Même le moins curieux des journalistes a compris que derrière les investissements massifs d’Areva en Afrique se cachaient de lourdes affaires de corruption.
Une affaire de clans politiques, de famille et copinage. Le tout pour pas loin de 3 milliards d’euros. Admettons que si toute le monde savait, tout le monde se taisait, gauche et droite dans un même élan. Alors qu’aujourd’hui « Atomique Anne », l’ancienne patronne du nucléaire civil, n’est plus qu’un gibier que l’on chasse : « Anne où est passé l’argent ». Tandis que, sur le bord de la route, gît la dépouille d’Areva attendant sa transfusion d’argent public.
Gisements fantômes
En ce qui me concerne c’est le 22 décembre 2011 dans « Bakchich », le journal mal élevé créé par Nicolas Beau, que j’ai écrit les premières lignes sur les étranges arrangements africains du colosse nucléaire. Pour faire comparaison, à vue de nez, le dossier avait une parenté avec la désopilante affaire des « avions renifleurs ». Nous sommes alors sous Giscard d’Estaing et la France est assez sotte pour investir des tonnes d’argent dans un système magique. Embarqué dans un avion la machine hoche de l’aiguille dès que l’aéronef survole un nid de pétrole. En réalité le « renifleur », sous une carrosserie élégante, se composait essentiellement d’une brique et d’une tringle de bois. Et c’est ainsi qu’Areva nous a fait rajeunir en investissant des fleuves d’argent dans des « gisements » fantômes.

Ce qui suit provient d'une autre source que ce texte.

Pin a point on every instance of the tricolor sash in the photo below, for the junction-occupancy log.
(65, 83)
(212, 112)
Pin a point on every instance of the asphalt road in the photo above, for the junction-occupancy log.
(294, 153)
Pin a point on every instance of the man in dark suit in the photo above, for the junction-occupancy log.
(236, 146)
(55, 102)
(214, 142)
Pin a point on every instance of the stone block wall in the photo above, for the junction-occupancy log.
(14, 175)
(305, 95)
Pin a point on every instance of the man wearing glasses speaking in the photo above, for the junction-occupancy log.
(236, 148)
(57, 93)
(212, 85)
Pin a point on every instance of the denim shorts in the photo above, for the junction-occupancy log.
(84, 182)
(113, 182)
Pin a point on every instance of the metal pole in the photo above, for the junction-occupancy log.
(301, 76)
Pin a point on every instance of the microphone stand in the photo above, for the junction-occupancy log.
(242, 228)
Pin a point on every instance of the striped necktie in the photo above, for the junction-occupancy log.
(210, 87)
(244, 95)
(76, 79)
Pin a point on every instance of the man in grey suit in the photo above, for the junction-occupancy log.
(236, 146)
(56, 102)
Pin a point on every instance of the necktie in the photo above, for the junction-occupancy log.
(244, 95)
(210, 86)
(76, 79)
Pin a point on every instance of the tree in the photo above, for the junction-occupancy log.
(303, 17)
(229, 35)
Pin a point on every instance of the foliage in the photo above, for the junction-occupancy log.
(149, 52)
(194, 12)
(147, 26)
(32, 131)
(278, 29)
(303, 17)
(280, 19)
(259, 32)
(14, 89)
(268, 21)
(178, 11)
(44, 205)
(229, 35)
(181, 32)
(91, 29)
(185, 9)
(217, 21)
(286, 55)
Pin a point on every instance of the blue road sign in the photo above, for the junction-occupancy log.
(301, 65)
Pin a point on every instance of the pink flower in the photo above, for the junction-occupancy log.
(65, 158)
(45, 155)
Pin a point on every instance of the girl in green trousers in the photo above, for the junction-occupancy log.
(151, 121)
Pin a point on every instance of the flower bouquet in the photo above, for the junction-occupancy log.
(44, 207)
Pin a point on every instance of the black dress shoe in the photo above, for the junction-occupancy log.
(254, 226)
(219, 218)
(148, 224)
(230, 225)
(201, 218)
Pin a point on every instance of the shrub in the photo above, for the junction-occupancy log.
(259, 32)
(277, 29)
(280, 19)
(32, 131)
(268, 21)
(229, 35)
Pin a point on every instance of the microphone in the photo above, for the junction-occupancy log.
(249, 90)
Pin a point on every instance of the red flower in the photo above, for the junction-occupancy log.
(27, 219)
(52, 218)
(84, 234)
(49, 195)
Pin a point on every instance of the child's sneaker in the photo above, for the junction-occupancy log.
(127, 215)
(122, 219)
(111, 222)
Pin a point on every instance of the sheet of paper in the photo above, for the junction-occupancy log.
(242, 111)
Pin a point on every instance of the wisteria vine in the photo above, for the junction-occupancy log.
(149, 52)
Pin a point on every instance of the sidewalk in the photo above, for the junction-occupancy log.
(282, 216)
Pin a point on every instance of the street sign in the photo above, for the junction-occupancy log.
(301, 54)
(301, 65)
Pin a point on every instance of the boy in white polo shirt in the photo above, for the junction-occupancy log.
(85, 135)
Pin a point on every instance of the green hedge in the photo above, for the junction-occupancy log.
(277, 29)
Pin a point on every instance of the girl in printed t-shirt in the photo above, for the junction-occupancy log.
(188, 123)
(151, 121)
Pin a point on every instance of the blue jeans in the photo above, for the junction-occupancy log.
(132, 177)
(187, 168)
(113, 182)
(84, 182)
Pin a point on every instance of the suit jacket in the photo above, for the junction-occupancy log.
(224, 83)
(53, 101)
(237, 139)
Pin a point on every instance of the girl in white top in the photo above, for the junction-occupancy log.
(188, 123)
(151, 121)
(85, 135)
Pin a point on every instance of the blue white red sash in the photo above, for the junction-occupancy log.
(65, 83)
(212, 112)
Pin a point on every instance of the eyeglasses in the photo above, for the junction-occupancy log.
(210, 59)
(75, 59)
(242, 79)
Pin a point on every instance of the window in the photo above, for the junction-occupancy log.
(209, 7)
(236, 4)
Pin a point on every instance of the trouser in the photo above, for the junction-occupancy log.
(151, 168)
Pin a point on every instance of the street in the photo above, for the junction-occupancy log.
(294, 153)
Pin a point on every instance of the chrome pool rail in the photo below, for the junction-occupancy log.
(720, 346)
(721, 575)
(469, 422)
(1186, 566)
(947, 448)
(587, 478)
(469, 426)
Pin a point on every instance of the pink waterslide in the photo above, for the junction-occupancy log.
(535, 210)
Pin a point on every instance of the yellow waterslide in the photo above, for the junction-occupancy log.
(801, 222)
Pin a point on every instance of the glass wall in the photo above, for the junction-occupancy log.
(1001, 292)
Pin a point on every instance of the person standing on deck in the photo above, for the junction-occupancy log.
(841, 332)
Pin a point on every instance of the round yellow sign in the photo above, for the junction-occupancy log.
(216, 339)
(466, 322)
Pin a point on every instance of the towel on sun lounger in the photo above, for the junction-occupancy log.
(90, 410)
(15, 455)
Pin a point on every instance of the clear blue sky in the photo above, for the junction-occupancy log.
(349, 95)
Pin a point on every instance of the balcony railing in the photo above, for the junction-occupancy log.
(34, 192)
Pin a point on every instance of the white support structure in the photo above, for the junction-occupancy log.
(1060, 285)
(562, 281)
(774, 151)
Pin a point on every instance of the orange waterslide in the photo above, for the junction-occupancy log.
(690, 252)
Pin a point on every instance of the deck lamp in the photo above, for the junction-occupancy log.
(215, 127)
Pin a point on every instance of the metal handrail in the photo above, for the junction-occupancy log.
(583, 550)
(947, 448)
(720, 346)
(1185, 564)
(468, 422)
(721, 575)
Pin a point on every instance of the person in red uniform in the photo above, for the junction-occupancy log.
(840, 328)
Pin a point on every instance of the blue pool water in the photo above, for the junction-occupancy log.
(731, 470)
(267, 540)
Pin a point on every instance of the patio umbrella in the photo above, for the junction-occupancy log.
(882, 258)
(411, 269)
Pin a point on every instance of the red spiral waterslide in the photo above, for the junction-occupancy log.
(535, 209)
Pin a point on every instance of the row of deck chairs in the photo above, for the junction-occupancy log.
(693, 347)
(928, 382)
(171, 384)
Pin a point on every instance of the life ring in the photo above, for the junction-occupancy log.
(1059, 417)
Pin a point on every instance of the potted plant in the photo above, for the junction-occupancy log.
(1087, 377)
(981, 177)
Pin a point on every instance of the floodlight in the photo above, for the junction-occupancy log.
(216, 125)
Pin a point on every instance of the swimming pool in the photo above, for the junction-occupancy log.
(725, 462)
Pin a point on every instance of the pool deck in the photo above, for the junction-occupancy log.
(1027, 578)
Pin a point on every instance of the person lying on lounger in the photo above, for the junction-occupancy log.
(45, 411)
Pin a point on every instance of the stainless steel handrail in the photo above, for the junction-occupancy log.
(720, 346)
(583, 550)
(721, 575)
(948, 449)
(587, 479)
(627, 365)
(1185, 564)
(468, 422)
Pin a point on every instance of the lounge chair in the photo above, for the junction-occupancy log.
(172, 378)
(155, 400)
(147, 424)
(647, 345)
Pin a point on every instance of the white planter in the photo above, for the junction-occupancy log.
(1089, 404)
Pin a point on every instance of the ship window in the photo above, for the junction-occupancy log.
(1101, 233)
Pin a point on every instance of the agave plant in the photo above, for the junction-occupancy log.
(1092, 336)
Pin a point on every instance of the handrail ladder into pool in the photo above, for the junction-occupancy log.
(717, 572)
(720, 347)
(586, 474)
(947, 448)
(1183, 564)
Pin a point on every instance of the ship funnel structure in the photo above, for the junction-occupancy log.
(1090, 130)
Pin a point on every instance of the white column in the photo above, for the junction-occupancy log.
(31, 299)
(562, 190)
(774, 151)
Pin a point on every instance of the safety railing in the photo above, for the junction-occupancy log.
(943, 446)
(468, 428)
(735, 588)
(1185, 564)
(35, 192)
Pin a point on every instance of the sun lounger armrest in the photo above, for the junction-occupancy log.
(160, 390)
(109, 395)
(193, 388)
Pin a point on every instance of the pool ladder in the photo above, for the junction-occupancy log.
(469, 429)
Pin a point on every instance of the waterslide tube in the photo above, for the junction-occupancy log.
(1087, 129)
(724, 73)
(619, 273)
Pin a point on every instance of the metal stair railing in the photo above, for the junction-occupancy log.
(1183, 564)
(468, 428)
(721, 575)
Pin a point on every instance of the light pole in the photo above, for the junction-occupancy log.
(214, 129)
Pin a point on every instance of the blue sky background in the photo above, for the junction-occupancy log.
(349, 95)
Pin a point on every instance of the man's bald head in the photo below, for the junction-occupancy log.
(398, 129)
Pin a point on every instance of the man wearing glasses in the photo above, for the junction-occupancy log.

Avatar dans cette affaire, pilotée entre autres par un élégant jeune noble nommé Sébastien de Montessus, existe en parallèle une histoire de voilier fantôme. Elle est la bienvenue car ce dossier en forme de nœud de vipères qui manquait gravement d’exotisme. Vous me direz que l’enjeu, le coût de ce voilier litigieux, le « Cape Arrow », est vraiment ridicule comparé au pactole engagé en Centrafrique et en Namibie, 7,5 malheureux millions de dollars pour le bateau.
Un yacht pour Montessus
La question qui se pose aujourd’hui, à propos de Sébastien de Montessus co-responsable du désastre d’Areva et œil du clan Sarkozy dans l’entreprise, c’est ce qu’il vient faire dans cette galère à voiles alors, qu’en théorie, son emploi du temps est blindé ? Résumons. En 2010 on voit d’abord Sébastien, grand amateur de voile et toujours dirigeant d’Areva, négocier l’achat du navire dont il est question « pour le compte d’amis ». Ses fidèles désignés sont aussi ses obligés. D’abord Haddis Tilahun un namibien qui a très largement bénéficié des investissements délirants d’Areva, et même obtenu la moitié d’une usine de dessalement dans laquelle « Atomique Anne » a jeté 800 millions par les fenêtres. On ignore pourquoi mais, aux côtés du sieur Tilahun, pourtant couvert de cash, apparaissent dans le dossier deux autres personnages comme acheteurs eux aussi, un belge et un français dont les affaires sentent le soufre… Mal intentionnés les juges, aujourd’hui en charge démonter la déconfiture d’Areva, soupçonnent l’excellent Montessus de s’être fait offrir un yacht à nos frais… Calomnie et rien n’est démontré. Et d’ailleurs ni Tilahun ni les aventuriers franco-belges n’ont immatriculé le navire à leurs noms.
Mais Mondafrique est en mesure de donner un coup de main à nos magistrats, dotés de si faibles moyens. Finalement c’est par un citoyen, si proche de Nicolas Sarkozy que c’est ce dernier qui lui a épinglé les insignes de chevalier de la Légion d’honneur, que le yacht a été immatriculé. Nous étions alors à l’instant précis où Areva fracassait sa tirelire et son avenir dans ses folies africaines. On était alors entre amis. Quant à Anne Lauvergeon, toujours amoureuse de l’Afrique, elle est retournée à la mine où elle pioche du minerai de bauxite dans une concession achetée par Xavier Niel. Une bonne mine de Guinée, au paradis d’Alpha Condé où Kouchner se refait une santé. Un nouvel Elysée.